J'ai été mise en cause de manière très agressive à partir d'un extrait tronqué d'un documentaire d'Arte consacré aux négociations internationales sur le climat. Le film Nucléaire : une énergie qui dérange a été produit par une association, Documentaire et vérité, qui est pronucléaire et antiéolienne : il comporte un extrait tronqué d'un documentaire produit par M. Daniel Leconte pour Arte, qui donne à penser que j'aurais trahi mon pays et saboté la filière nucléaire. Des journalistes à la déontologie incertaine – je pourrais être plus grossière si cela était nécessaire –, des sites d'extrême droite et des responsables politiques imprudents ont repris cette position sans prendre le temps de vérifier les faits.
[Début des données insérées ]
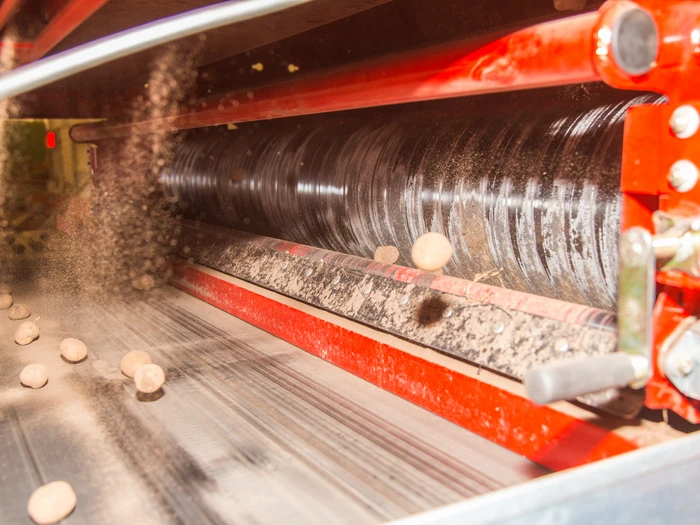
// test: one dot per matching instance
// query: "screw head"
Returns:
(683, 176)
(684, 121)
Il ne s'agit pas de positions argumentées et échangées dans le cadre d'un débat politique mais de faits alternatifs montés pour tromper. Le producteur du film affirme d'ailleurs que le montage est mensonger. Je passe sur les commentaires injurieux qui semblent devenus une routine sur certains sites et réseaux asociaux, moins sur les menaces de mort que cela m'a valu.

C'est me faire beaucoup d'honneur et me prêter un grand pouvoir que d'imaginer que j'aurais pu, seule contre tout l'appareil d'État, de grandes entreprises et des intérêts puissants, prendre une décision susceptible de miner une filière stratégique. C'est également prendre tous ceux qui nous ont succédé pour des imbéciles incapables de revenir sur une décision désastreuse. Or personne n'y a ultérieurement trouvé à redire. Pourquoi ? Parce que la réunion bruxelloise à laquelle il est fait allusion ne concernait ni les choix énergétiques de l'Union européenne, ni la taxonomie des énergies, contrairement à ce que dit une journaliste, ni leur financement, mais la liste des technologies qui pourraient être utilisées dans le cadre du mécanisme de développement propre. On aurait pu le comprendre si la phrase qui explique ce dont il est question n'avait pas été coupée au montage.
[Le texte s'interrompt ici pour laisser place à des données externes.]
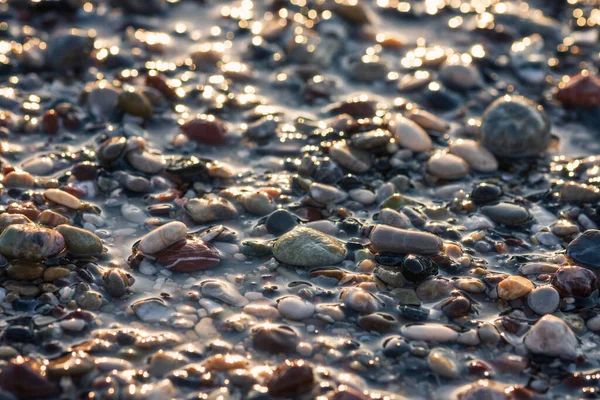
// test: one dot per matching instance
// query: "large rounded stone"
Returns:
(307, 247)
Le mécanisme de développement propre est l'un des trois mécanismes de Kyoto et le seul dédié aux pays en voie de développement. Il prévoyait que les pays riches gros émetteurs de carbone pourraient comptabiliser, au titre de leurs propres efforts, les réductions d'émissions qu'ils financeraient dans les pays du Sud. L'idée que l'on puisse financer du nucléaire dans des pays pauvres, ne disposant ni des outils et services permettant d'assurer la sécurité des installations, ni d'un réseau de distribution d'électricité centralisé, ni des ressources assurant l'aval du cycle, sans oublier le risque de prolifération s'agissant d'États à la stabilité incertaine, était particulièrement saugrenue. Il est probable qu'aucun responsable d'une entreprise du secteur nucléaire n'ait jamais envisagé de vendre ou de financer une centrale en Sierra Leone ou en Afghanistan. L'insistance à inscrire le nucléaire dans la liste relevait davantage d'une diplomatie d'influence dans laquelle il s'agissait d'utiliser tous les canaux pour avancer ses pions et ne céder sur rien, y compris sur le symbolique ou l'accessoire.

J'ai raconté cette anecdote à Arte pour illustrer les contraintes d'une négociation multilatérale dans laquelle l'Union européenne jouait un rôle moteur – elle a considérablement perdu de son leadership depuis. J'étais pour ma part comptable, en tant que membre du gouvernement du pays exerçant la présidence de l'Union, de la cohésion européenne. Dresser un parallèle, comme l'ont fait quelques populistes, avec la situation énergétique générée par l'indisponibilité du parc nucléaire et la guerre en Ukraine est grossier, d'abord parce que la décision aurait été dénoncée si elle avait été jugée contraire aux intérêts de la France, ensuite parce que de nombreux gouvernements se sont succédé depuis, qu'ils comptaient pour certains d'entre eux des ministres de l'énergie puissants et que ces derniers auraient évidemment pu remettre cette question sur la table.